One in four adults has not been hugged for more than a year, a survey has found.
The research, carried out by Demos, suggests people are less likely to build new relationships, with 32 per cent of adults feeling there are fewer opportunities to do so than when the nation first locked down.
But the thinktank’s polling of 1,000 UK adults in May found that 23 per cent believed there are more opportunities as society opens up from Covid restrictions.
It also showed that 64 per cent of respondents said they had not made a new friend for six months, while 44 per cent had not done so in more than a year.
Thirty-seven per cent reported that they have not been hugged for at least half a year, while 25 per cent said they had not shared a hug for a year or more. A further 13 per cent said they have not been asked how their day was or talked to their neighbours in six months or more.
The report called for public services to be delivered in a way that makes it easier for people to form new relationships. This would enable citizens to prevent problems and manage them more successfully with less reliance on the state, it said.
The data comes as Demos warned that there is a "huge risk" that the community spirit prompted by the virus crisis will be lost.
Polly Mackenzie, the chief executive at Demos and the author of Relational Public Services, said the pandemic had shown that strong community ties are "vital to our resilience and strength as a society".

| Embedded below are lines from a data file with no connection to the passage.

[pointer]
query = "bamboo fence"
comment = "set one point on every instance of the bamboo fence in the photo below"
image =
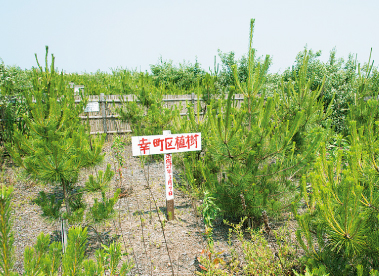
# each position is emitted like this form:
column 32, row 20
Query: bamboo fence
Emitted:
column 106, row 120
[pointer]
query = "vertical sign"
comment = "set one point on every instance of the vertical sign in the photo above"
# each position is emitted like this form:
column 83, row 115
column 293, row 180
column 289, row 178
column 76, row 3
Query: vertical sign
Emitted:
column 169, row 182
column 166, row 144
column 169, row 176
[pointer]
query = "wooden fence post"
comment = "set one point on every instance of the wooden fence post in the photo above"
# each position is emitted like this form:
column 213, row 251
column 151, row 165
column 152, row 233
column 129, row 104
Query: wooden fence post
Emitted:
column 104, row 114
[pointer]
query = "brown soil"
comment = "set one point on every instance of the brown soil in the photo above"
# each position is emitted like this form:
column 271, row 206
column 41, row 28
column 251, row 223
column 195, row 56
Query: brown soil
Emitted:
column 136, row 224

She added: "Our new research worryingly shows that these gains we’ve made in community relationships earlier in the pandemic are in danger of being lost. If we’re to build back stronger from the pandemic, we need to reimagine our public services for the 21st century as a way of strengthening our communities, relationships and social capital."
Andy Start, the executive officer at Capita Government Services, said: "The report’s findings demonstrate the UK public’s appetite to shift to a relational model for service delivery.
"This would enable service providers and users to form strong relationships with one another and build trust, in turn helping combat social isolation and build stronger communities."